When considering identity-first security, the joiners, movers, and leavers problem gets writ large, as all the cloud service provider sees is a token.
"We're faced with a choice when tuning the token lifetime — too short, and the user experience becomes sucky with overly frequent login challenges; too long, and the token becomes vulnerable in such cases as endpoint theft," he said.
Risk-assessing every transaction from the endpoint is possible. But given the breadth of activity for any cloud service user, this quickly crashes into security's scalability barrier.
Always curious about how the insider problem is evolving, I took the opportunity to ask how leading cloud service providers are addressing traditionally tricky problems, such as data loss prevention, and how that migrates in a cloud environment. Many security practitioners still have trouble converting their legacy mindsets into a cloud-native one.
My security expert was eager to illustrate: "We see a common problem where a business application user will exfiltrate information to personal AWS buckets. This means that the cloud log is in their personal bucket, and the business has no visibility of it. However, there is a simple answer — we advise business customers to create a service-aware policy that limits bucket access to corporation-owned buckets."
What this means is that many security practitioners are still limited to legacy thinking and architectural models, a key indicator of which is when practitioners try to filter based on IP address, basically trying to re-create their traditional data center in a cloud service environment. Cloud instances are ephemeral by nature, allowing savvy architects and devs to create and destroy instances on demand. IP addresses just don't matter in this context.
Participating and Presenting
Capture-the-flag (CTF) events are a staple for many cybersecurity conferences, but 44CON had its own spin. This year's CTF was organized by Trace Labs, a Canadian not-for-profit organization that partners with law enforcement agencies to leverage the power of crowdsourced OSINT collection to assist in ongoing missing persons investigations. Instead of hurling their exploit kits at a target, contestants were invited to "use their powers for good" and take real missing persons cases and hunt for missing pieces of open source intelligence, or flags. The more flags a team finds, the more points they get, all the while helping to make the missing-persons database more complete.

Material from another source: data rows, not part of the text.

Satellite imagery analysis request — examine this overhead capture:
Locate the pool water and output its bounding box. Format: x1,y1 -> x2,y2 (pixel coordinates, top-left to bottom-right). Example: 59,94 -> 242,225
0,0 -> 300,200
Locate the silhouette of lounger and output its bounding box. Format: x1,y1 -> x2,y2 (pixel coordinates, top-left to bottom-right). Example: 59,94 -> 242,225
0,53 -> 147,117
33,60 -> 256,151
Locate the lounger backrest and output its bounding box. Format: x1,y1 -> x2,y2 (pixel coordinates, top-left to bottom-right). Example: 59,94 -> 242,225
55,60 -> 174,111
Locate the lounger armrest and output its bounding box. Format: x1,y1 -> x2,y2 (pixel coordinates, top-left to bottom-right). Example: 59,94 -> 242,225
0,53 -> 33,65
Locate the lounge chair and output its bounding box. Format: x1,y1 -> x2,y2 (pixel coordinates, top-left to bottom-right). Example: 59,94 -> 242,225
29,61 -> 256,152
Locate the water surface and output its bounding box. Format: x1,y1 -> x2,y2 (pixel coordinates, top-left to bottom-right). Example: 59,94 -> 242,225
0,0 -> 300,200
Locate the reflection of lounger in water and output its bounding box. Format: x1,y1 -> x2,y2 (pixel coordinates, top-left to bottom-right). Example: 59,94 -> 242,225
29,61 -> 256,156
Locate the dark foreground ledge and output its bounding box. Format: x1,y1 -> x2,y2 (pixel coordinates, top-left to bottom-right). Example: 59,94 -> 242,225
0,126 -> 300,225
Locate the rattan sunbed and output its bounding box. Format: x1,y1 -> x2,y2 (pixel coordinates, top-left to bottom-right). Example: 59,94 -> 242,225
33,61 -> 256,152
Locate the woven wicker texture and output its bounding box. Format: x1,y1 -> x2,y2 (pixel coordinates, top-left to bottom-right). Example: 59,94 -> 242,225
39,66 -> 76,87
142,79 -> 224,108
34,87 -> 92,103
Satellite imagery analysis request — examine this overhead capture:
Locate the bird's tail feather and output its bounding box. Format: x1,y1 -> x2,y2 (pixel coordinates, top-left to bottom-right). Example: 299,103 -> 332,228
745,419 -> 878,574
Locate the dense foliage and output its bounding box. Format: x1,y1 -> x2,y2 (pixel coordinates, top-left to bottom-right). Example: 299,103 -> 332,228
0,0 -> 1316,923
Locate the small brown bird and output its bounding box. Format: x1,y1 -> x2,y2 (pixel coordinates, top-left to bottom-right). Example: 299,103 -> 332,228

And saving the best for last — the talks! Headlined by James Forshaw of Google Project Zero, superb presentations allowed all of us to learn about the latest in vulnerabilities and exploitation, whether you are a red or blue teamer. Erlend Andreas Gjære, co-founder and CEO of security training adviser Secure Practice, talked about the need for a human touch in cybersecurity, and the mysterious stranger identified only as "cybergibbons" explained how he took control of cruise ships, oil rigs, and other merchant navy vessels in a talk called "I'm the captain now!"
Last but not least was an inspiring talk by Thinkst founder and CEO Haroon Meer, who closed the conference by exhorting attendees to unleash their innovation and create security products that the world needs. Meer observed how many of the products currently on the market are snake oil, peddled by people who you wouldn't leave alone in your home with your grandmother. He also pointed out that the path to a profitable software-as-a-security business is simply to find something that 1,000 people will want to use — possibly the best advice to budding entrepreneurs since Ron Gula's five-slide pitch deck.